1 Faculty of Industrial and systems engineering,Tarbiat Modares University, Tehran, Iran

2 Faculty of Industrial and Systems Engineering, Tarbiat Modares University, Tehran, Iran

3 Faculty of Management, Imam Sadiq University, Tehran, Iran

4 Faculty of Industrial and systems engineering,Tarbiat Modares University

Abstract

Traditional fraud detection models often overlook the sequential and temporal relationships between transactions, which can be crucial for identifying fraudulent activities. To address this, a new data-to-graph mapping approach is proposed, transforming user data into a transaction graph and constructing a bipartite graph with source and target nodes. The main goal is to leverage the temporal order of transactions to capture changes effectively and identify distinct fraud patterns. The method begins by creating a weighted graph based on transaction amounts and their temporal sequence. For feature extraction, the Probabilistic FraudWalk method—an advanced version of the traditional FraudWalk algorithm—is used.
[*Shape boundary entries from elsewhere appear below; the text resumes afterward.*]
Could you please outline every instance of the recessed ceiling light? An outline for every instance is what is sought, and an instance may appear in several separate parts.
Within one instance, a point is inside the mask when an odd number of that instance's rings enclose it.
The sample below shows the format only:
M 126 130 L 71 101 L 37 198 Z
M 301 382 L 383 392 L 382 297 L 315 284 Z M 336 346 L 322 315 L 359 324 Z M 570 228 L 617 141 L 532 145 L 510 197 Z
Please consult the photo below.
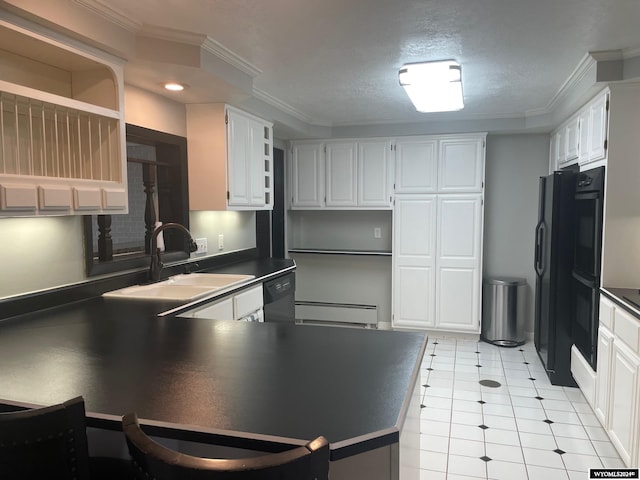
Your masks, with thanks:
M 453 60 L 407 63 L 398 80 L 419 112 L 462 110 L 462 70 Z
M 167 82 L 163 84 L 164 88 L 171 90 L 172 92 L 181 92 L 185 89 L 186 85 L 178 82 Z

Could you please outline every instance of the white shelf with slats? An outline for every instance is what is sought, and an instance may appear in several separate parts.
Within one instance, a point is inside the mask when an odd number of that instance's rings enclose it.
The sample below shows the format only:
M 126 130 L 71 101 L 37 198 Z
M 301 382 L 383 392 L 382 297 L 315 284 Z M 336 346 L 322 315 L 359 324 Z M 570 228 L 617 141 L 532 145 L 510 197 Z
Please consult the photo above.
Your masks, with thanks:
M 122 62 L 4 12 L 0 40 L 0 216 L 126 213 Z

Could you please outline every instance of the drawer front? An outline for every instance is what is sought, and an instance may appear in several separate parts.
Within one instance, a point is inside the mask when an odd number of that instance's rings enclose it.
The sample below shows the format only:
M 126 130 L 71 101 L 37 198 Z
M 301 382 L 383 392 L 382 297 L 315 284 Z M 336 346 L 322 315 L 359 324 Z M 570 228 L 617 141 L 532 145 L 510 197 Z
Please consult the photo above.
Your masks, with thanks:
M 603 295 L 600 296 L 600 324 L 613 330 L 613 311 L 615 307 L 613 302 Z
M 255 312 L 262 308 L 263 305 L 262 285 L 249 288 L 233 297 L 233 309 L 236 320 Z
M 640 341 L 640 321 L 620 308 L 615 309 L 613 332 L 616 337 L 638 353 Z

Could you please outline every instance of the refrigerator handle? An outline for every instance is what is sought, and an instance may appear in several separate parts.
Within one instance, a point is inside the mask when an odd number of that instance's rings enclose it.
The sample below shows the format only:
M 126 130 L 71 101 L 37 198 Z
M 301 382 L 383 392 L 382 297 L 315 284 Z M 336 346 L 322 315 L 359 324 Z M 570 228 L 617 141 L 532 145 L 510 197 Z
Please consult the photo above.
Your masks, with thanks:
M 545 231 L 544 222 L 540 222 L 536 226 L 536 258 L 535 258 L 536 273 L 538 274 L 539 277 L 541 277 L 544 272 L 544 263 L 543 263 L 544 255 L 542 251 L 543 243 L 544 243 L 544 231 Z

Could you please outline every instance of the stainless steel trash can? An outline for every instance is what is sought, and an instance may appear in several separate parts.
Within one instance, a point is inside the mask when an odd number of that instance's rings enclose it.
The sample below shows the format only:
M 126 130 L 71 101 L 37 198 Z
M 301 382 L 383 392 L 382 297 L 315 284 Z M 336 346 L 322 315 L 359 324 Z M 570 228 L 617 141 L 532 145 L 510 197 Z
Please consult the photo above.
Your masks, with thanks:
M 480 338 L 501 347 L 522 345 L 526 294 L 527 281 L 524 278 L 485 278 Z

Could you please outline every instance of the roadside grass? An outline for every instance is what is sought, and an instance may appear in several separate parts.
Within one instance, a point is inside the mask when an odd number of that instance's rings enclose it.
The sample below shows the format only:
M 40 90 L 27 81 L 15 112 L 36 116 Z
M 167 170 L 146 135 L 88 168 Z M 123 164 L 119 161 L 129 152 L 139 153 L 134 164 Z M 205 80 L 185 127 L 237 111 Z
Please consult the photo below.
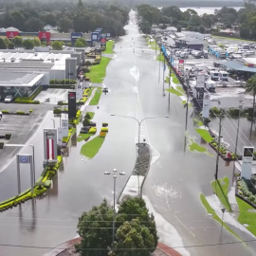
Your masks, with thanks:
M 89 105 L 98 105 L 101 96 L 102 90 L 101 88 L 98 88 L 97 91 L 94 94 L 93 99 L 90 101 Z
M 175 94 L 176 96 L 182 96 L 183 94 L 179 92 L 178 90 L 175 90 L 174 88 L 166 89 L 168 92 L 171 92 L 173 94 Z
M 203 126 L 203 122 L 198 120 L 198 126 Z M 210 135 L 208 130 L 205 129 L 195 129 L 196 133 L 198 133 L 207 142 L 212 141 L 212 137 Z
M 93 158 L 100 151 L 104 142 L 104 139 L 105 137 L 101 137 L 100 136 L 96 137 L 92 140 L 82 145 L 80 153 L 88 158 Z
M 200 200 L 201 200 L 203 206 L 205 207 L 205 209 L 207 210 L 207 212 L 209 214 L 212 214 L 212 219 L 214 219 L 215 221 L 218 221 L 221 225 L 223 225 L 223 227 L 228 231 L 229 231 L 236 238 L 238 238 L 240 241 L 242 241 L 242 239 L 239 237 L 239 235 L 236 232 L 234 232 L 225 222 L 222 222 L 222 219 L 216 214 L 216 212 L 214 211 L 214 210 L 210 207 L 210 205 L 207 201 L 206 197 L 202 193 L 200 194 Z
M 185 94 L 185 91 L 181 86 L 176 86 L 176 89 L 179 90 L 182 94 Z
M 236 197 L 236 201 L 239 207 L 240 214 L 238 216 L 238 221 L 242 224 L 247 224 L 248 227 L 246 227 L 251 233 L 256 235 L 256 212 L 255 209 L 250 205 L 247 204 L 245 201 L 241 200 L 239 197 Z M 251 211 L 249 211 L 251 210 Z M 252 212 L 254 210 L 254 212 Z
M 186 101 L 185 101 L 185 103 L 186 103 Z M 194 125 L 196 125 L 196 126 L 204 126 L 204 123 L 201 120 L 199 120 L 197 119 L 193 119 L 192 120 L 194 121 Z M 200 129 L 197 129 L 197 130 L 200 130 Z
M 163 54 L 158 54 L 158 55 L 156 56 L 156 61 L 158 61 L 158 62 L 163 62 L 163 61 L 164 61 Z
M 200 153 L 207 152 L 205 147 L 200 146 L 199 144 L 195 143 L 192 138 L 190 138 L 191 144 L 189 145 L 190 151 L 198 151 Z
M 101 57 L 101 64 L 90 66 L 90 72 L 85 73 L 86 77 L 88 77 L 92 82 L 101 83 L 106 75 L 106 67 L 110 61 L 110 58 Z
M 173 78 L 173 82 L 174 82 L 174 83 L 180 83 L 180 82 L 179 82 L 179 80 L 178 80 L 176 77 Z
M 232 211 L 229 197 L 228 197 L 228 192 L 229 192 L 229 178 L 224 177 L 223 179 L 217 179 L 213 180 L 210 183 L 211 188 L 215 194 L 219 197 L 221 203 L 223 206 L 226 208 L 226 210 L 229 212 Z
M 103 53 L 107 53 L 107 54 L 113 54 L 113 46 L 114 46 L 114 41 L 107 41 L 106 42 L 106 49 L 103 51 Z
M 246 40 L 246 39 L 241 39 L 241 38 L 233 38 L 233 37 L 227 37 L 227 36 L 217 36 L 217 35 L 212 35 L 212 38 L 224 38 L 224 39 L 229 39 L 229 40 L 239 40 L 239 41 L 243 41 L 243 42 L 251 42 L 251 43 L 255 43 L 255 41 L 252 40 Z
M 78 137 L 77 137 L 77 141 L 81 142 L 86 138 L 89 138 L 91 137 L 90 134 L 79 134 Z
This method enhances the random walk process by incorporating probability-based neighbor selection, dynamically choosing the next node based on the probability distribution of common neighbors. To balance the dataset, the Synthetic Minority Over-sampling Technique (SMOTE) is combined with the Edited Nearest Neighbors (ENN) method, forming SMOTE-ENN. To reduce information conflict, data is clustered using K-means clustering. A weighted Long Short-Term Memory (LSTM) model is then trained on each cluster, with weights determined by the minimum distance between samples of different classes within the same cluster. The proposed LSTM model demonstrates superior performance on benchmark datasets, effectively detecting fraud in real-world card-to-card transactions. This approach enhances the security of financial information for banks and financial institutions, showing that incorporating temporal and sequential data significantly improves fraud detection accuracy and reliability.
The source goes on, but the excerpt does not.